Our family’s favorite television show is The Flash. It has perky heroes and dastardly villains, and a fundamental optimism about life even in the middle of tragedy. Like many movies and TV shows these days, The Flash is filmed in Vancouver. This winter Eleanor diligently researched online to figure out where The Flash’s major locations were filmed, and we made a minivan pilgrimage to sites around the city.

It turns out that Barry Allen, who eventually becomes the Flash, grew up on the same street as me. He was at 2757 Cambridge Street, and I was up the hill at 3925 Cambridge Street. We both tragically left our beloved childhood homes at age twelve -- his mom was killed by a speedster villain from the future and his dad wrongly imprisoned for her murder, while my parents thought it would be a good idea to move to a small town in Utah for five years and ruin my life. So basically the Flash and I have the same origin story.

One of The Flash’s major themes is our relationship with the past and future. If you run as fast as the Flash you can go back in time. And forward. Barry and Team Flash are always agonizing about when you’re allowed to go back and change the past, and the potential consequences for the present and future. If you’re a fan of Doctor Who, you already know there are certain fixed points on the timeline of the universe that cannot be altered or revisited, even by a Time Lord. 
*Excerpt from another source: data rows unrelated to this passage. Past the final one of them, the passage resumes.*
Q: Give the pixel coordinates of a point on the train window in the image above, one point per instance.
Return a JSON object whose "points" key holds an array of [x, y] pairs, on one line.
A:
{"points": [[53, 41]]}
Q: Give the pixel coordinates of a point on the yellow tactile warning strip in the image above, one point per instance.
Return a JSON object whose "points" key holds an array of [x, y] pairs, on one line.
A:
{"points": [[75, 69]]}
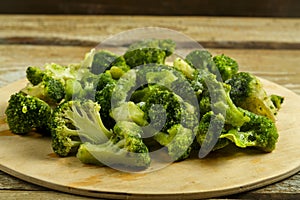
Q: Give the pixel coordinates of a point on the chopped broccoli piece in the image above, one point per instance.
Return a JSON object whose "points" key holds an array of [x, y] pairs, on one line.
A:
{"points": [[25, 112], [202, 60], [277, 101], [75, 122], [167, 45], [219, 98], [247, 92], [34, 75], [208, 132], [184, 67], [124, 150], [226, 66], [259, 132], [129, 111], [178, 140], [49, 89], [138, 57], [165, 109]]}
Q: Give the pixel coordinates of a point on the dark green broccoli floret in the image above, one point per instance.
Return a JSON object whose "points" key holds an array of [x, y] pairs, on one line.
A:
{"points": [[226, 66], [164, 109], [34, 75], [104, 79], [49, 89], [125, 150], [202, 60], [129, 111], [167, 45], [208, 132], [178, 140], [184, 67], [102, 61], [248, 93], [138, 57], [75, 122], [25, 112], [216, 95], [260, 132], [277, 101]]}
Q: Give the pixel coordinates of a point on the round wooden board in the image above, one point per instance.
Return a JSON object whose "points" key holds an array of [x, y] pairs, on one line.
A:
{"points": [[224, 172]]}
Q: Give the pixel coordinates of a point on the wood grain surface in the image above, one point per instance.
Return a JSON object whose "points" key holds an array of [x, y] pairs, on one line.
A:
{"points": [[268, 47], [267, 8]]}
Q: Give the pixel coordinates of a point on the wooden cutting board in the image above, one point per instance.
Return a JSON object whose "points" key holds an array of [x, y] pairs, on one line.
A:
{"points": [[224, 172]]}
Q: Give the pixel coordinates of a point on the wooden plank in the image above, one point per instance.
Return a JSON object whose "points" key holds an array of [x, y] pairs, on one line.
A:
{"points": [[213, 32], [279, 66], [45, 195], [282, 8]]}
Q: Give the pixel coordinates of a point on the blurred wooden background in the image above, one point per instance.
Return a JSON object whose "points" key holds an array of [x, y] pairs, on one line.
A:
{"points": [[247, 8]]}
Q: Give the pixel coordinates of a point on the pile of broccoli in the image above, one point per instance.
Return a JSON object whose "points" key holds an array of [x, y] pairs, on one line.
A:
{"points": [[114, 110]]}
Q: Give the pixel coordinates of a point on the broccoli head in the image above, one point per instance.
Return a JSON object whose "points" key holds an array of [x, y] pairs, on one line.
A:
{"points": [[25, 112], [226, 66], [49, 89], [74, 122], [260, 132], [248, 93], [167, 45], [164, 109], [124, 150], [178, 141], [202, 60], [208, 133]]}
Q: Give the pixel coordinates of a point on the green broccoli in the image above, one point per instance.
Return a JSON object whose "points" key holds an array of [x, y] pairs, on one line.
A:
{"points": [[25, 113], [202, 60], [226, 66], [277, 101], [184, 67], [178, 141], [129, 111], [260, 132], [124, 150], [167, 45], [74, 122], [138, 57], [164, 109], [49, 89], [216, 95], [248, 93], [208, 133]]}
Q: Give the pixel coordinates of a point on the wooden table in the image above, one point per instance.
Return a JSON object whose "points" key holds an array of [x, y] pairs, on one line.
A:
{"points": [[267, 47]]}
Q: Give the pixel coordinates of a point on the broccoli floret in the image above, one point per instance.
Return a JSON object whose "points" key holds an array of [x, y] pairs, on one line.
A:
{"points": [[167, 45], [129, 111], [49, 89], [138, 57], [125, 150], [75, 122], [208, 132], [164, 109], [226, 65], [248, 93], [34, 75], [184, 67], [103, 98], [102, 61], [216, 95], [277, 101], [202, 60], [260, 132], [25, 112], [178, 140]]}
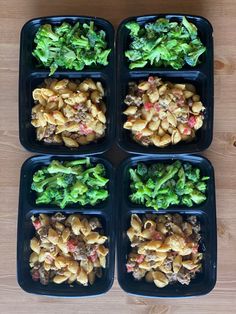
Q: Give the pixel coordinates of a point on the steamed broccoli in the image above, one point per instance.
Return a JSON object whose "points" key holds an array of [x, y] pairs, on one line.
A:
{"points": [[69, 182], [70, 47], [163, 43], [57, 167], [133, 28], [160, 185]]}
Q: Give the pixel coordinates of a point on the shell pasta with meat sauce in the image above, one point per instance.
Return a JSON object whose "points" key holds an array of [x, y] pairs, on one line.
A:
{"points": [[162, 113], [69, 112], [165, 248], [67, 249]]}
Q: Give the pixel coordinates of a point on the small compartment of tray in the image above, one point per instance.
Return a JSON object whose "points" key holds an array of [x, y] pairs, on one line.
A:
{"points": [[27, 208], [31, 76], [205, 213], [201, 76]]}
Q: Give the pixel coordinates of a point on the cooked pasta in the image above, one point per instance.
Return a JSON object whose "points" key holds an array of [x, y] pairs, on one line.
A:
{"points": [[67, 249], [164, 248], [69, 112], [162, 113]]}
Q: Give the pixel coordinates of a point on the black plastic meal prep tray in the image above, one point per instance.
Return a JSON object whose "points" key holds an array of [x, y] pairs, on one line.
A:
{"points": [[201, 76], [31, 76], [205, 213], [27, 207]]}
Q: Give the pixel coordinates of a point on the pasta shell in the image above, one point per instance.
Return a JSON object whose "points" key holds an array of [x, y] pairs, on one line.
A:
{"points": [[171, 119], [177, 263], [130, 110], [175, 136], [156, 140], [59, 279], [69, 142], [196, 98], [165, 140], [160, 279], [197, 107], [144, 85]]}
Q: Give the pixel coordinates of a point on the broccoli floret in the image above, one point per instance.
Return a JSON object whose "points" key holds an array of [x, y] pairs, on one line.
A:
{"points": [[150, 184], [191, 28], [142, 169], [137, 64], [64, 28], [186, 200], [46, 31], [134, 28], [78, 188], [49, 195], [134, 176], [137, 198], [192, 57], [65, 180], [57, 167], [197, 197], [39, 176], [39, 186], [201, 186], [97, 195], [171, 171], [192, 174]]}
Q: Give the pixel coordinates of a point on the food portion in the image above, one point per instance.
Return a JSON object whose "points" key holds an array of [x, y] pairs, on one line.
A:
{"points": [[165, 249], [164, 44], [71, 47], [71, 182], [70, 113], [67, 249], [162, 113], [159, 185]]}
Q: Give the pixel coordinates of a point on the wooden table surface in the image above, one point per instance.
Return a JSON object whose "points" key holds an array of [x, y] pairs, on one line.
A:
{"points": [[222, 153]]}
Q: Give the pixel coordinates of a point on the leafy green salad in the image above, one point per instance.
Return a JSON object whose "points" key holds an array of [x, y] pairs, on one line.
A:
{"points": [[70, 47], [164, 43], [161, 185], [68, 182]]}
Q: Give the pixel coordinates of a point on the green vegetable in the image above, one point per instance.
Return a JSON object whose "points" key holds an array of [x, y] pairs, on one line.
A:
{"points": [[69, 182], [163, 43], [70, 47], [160, 185]]}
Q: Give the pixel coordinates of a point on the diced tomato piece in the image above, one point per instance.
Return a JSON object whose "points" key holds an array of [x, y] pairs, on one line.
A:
{"points": [[138, 135], [78, 106], [93, 257], [129, 268], [186, 131], [71, 245], [195, 249], [85, 130], [52, 98], [191, 121], [35, 275], [157, 235], [157, 106], [140, 258], [37, 224], [148, 106]]}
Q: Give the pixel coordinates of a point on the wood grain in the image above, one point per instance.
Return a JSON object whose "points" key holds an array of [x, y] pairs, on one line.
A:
{"points": [[222, 153]]}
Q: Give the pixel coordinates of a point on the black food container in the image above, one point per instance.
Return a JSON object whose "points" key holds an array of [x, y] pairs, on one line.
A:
{"points": [[31, 76], [205, 213], [27, 207], [201, 76]]}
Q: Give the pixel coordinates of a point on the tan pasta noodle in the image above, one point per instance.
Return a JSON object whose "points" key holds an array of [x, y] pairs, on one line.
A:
{"points": [[163, 113], [69, 112], [162, 249], [67, 250]]}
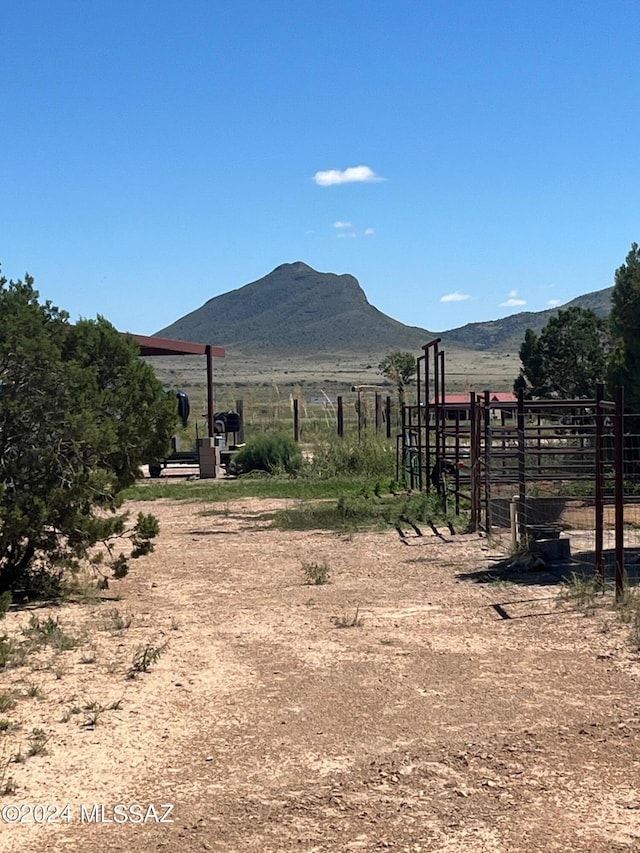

This season on The Flash, Barry went back to the past and created an alternative timeline, called “Flashpoint,” where his mother was never murdered or his father imprisoned. Barry spent a few idyllic months living the family life he never knew. Then the whole universe fell apart, and Barry realized by creating Flashpoint he wrought havoc on everyone around him.

The most important fixed point on my own timeline occurred in Spring 2011, when we salvaged Oliver’s adoption.

Since 2011, I have made numerous mistakes I would reverse if I could. I have been beset by plagues I would avoid if I had the Flash’s timetraveling abilities. I would love a do-over.

I also made a lot of mistakes before 2011. I suffered trauma that still haunts me. But I would not change a single moment that led me to my daughters and son.